Het gemotiveerde oordeel van de rechtbank dat [appellante] haar eigendom van de auto voldoende heeft onderbouwd, wordt dus niet met kracht van argumenten aangetast en houdt in hoger beroep stand. Het hof vult daarop nog aan dat uit een bankafschrift blijkt dat [appellante] de auto heeft betaald op 7 februari 2020, dus vlak na de ontvangst van haar deel uit de verkoopopbrengst van de woning. [appellante] beschikte op dat moment dus daadwerkelijk ook over het geld om de auto te kopen. Dat maakt dat er geen enkele aanleiding bestaat om eraan te twijfelen dat [appellante] de auto daadwerkelijk heeft gekocht en daarvan de eigendom heeft verworven. Omdat [geïntimeerde] verder niet heeft betwist dat de aankoopprijs € 65.000,- bedroeg en dat hij die auto heeft onttrokken aan de eigendom van [appellante] door die auto te verkopen, dient in hoger beroep zijn veroordeling tot betaling aan [appellante] van € 65.000,- te worden bekrachtigd.

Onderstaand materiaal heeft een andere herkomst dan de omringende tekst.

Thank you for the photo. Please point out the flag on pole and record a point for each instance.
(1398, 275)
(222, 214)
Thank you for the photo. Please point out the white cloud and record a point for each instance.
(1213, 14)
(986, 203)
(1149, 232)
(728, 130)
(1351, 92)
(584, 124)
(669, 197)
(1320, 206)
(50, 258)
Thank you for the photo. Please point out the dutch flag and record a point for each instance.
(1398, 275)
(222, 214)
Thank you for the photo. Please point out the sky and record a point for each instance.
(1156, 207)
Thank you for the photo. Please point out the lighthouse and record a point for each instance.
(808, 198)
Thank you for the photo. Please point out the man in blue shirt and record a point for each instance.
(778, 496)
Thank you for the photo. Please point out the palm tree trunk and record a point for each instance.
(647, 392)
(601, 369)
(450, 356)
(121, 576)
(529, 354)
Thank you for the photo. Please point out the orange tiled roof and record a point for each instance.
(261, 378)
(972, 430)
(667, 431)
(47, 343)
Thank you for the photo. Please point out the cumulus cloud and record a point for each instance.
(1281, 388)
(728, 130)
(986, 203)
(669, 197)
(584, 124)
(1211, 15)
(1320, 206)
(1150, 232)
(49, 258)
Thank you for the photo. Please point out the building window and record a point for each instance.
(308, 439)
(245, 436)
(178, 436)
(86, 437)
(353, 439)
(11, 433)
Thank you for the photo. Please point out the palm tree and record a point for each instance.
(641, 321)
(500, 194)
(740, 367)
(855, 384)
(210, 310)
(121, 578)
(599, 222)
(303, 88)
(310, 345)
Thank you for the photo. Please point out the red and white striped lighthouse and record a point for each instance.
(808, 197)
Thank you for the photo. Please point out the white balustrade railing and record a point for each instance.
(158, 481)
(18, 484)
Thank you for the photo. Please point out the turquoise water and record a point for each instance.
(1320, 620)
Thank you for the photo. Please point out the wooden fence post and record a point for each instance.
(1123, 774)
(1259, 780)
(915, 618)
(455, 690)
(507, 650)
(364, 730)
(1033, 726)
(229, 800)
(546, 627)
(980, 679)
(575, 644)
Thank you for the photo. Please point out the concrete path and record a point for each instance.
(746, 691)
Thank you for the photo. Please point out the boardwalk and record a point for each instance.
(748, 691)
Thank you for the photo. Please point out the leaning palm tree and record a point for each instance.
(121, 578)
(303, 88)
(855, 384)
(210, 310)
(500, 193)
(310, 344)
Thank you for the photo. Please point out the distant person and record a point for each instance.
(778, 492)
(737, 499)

Voor zover [geïntimeerde] op de zitting nog heeft aangeboden bepaalde bescheiden over te leggen ter onderbouwing van zijn stelling dat de eigendom van de auto bij hem berustte, wordt daaraan voorbij gegaan. Dat aanbod is te laat; dergelijke bescheiden had [geïntimeerde] eerder in de procedure al dienen in te brengen.
Ook aan het aanbod om nog medewerkers van de gemeente Staphorst als getuigen te horen wordt voorbij gegaan. Dat aanbod is onvoldoende specifiek en ook niet toegesneden op de in deze zaak van belang zijnde feiten.
Slotsom
4.15
Het incidentele hoger beroep van [geïntimeerde] faalt. Als de in het ongelijk gestelde partij zal hij worden veroordeeld in de kosten van de procedure in incidenteel hoger beroep.

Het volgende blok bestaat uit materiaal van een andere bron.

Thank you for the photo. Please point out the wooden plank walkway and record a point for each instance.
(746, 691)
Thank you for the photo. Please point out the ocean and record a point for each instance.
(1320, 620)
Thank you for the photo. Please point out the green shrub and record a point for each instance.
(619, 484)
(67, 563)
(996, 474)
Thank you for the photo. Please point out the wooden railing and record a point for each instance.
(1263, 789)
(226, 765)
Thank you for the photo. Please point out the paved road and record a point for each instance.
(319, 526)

Onder die kosten vallen ook de nakosten die nodig zijn voor de betekening van de uitspraak en de wettelijke rente daarover. De rente is verschuldigd vanaf veertien dagen na die betekening.

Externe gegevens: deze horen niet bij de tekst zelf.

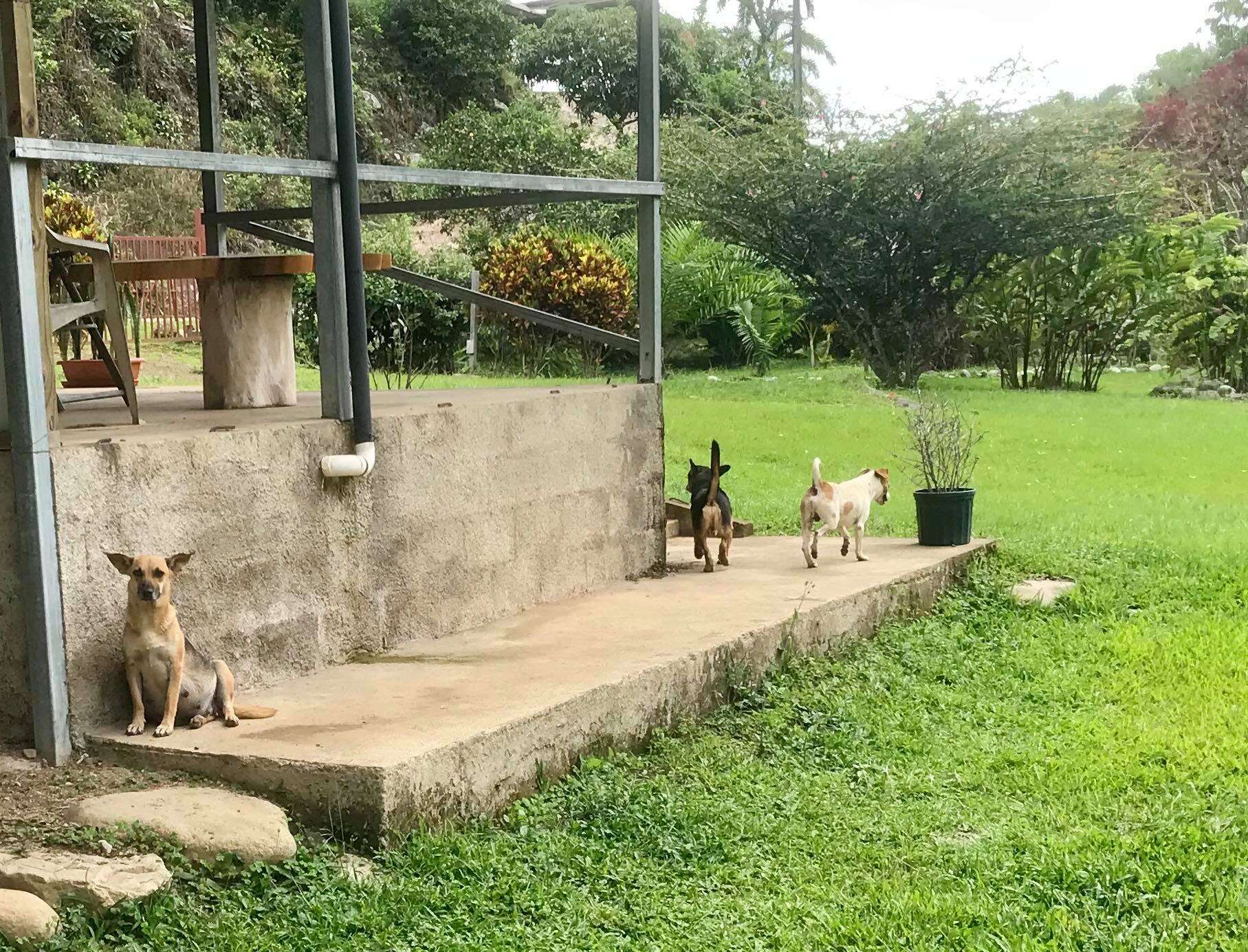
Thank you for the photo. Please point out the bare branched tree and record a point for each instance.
(943, 445)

De kosten van het incident
4.16
Het hof heeft in zijn arrest van 27 augustus 2024 de beslissing over de proceskosten aangehouden. Nu [geïntimeerde] in deze bodemzaak in het ongelijk wordt gesteld op het punt van de beslissing van de rechtbank waarvan hij schorsing verlangde, zal hij ook worden veroordeeld in de kosten van het incident.
Tot slot
4.17
De veroordelingen in deze uitspraak kunnen ook ten uitvoer worden gelegd als een van partijen de beslissing van het hof voorlegt aan de Hoge Raad (uitvoerbaarheid bij voorraad).

5.De beslissing

Het hof:
5.1
verklaart [geïntimeerde] niet-ontvankelijk in zijn voorwaardelijk ingestelde vordering in incidenteel hoger beroep;
5.2
bekrachtigt het vonnis van de rechtbank in de rechtbank Midden-Nederland, zittingsplaats Lelystad, van 2 augustus 2023;
5.3
veroordeelt [appellante] tot betaling van de volgende proceskosten van [geïntimeerde] in het principale hoger beroep:
€ 343,- aan griffierecht;
€ 4.426,- aan salaris van de advocaat van [geïntimeerde] (2 procespunten x appeltarief IV);
5.4
veroordeelt [geïntimeerde] tot betaling van de volgende proceskosten van [appellante] in het incidentele hoger beroep:
€ 2.213,- aan salaris van de advocaat van [appellante] (2 procespunten x 0,5 x appeltarief IV);
5.5
veroordeelt [geïntimeerde] tot betaling van de volgende proceskosten van [appellante] in het incident:
€ 1.214,- aan salaris van de advocaat van [appellante] (1 procespunt x appeltarief II)
5.6
bepaalt dat al deze kosten moeten worden betaald binnen 14 dagen na vandaag.
Als niet op tijd wordt betaald, dan worden die kosten verhoogd met de wettelijke rente;
5.7
verklaart de veroordelingen uitvoerbaar bij voorraad;
5.8
wijst af wat verder is gevorderd.
Dit arrest is gewezen door mrs. O.E. Mulder, M.A.F. Veenstra en M. Aksu, en is door de rolraadsheer in tegenwoordigheid van de griffier in het openbaar uitgesproken op
25 maart 2025.

Voetnoten

1.ECLI:NL:HR:2019:707 (3.5.6 en 3.5.7)
2.HR 10 juni 2022, ECLI:NL:HR:2022:853.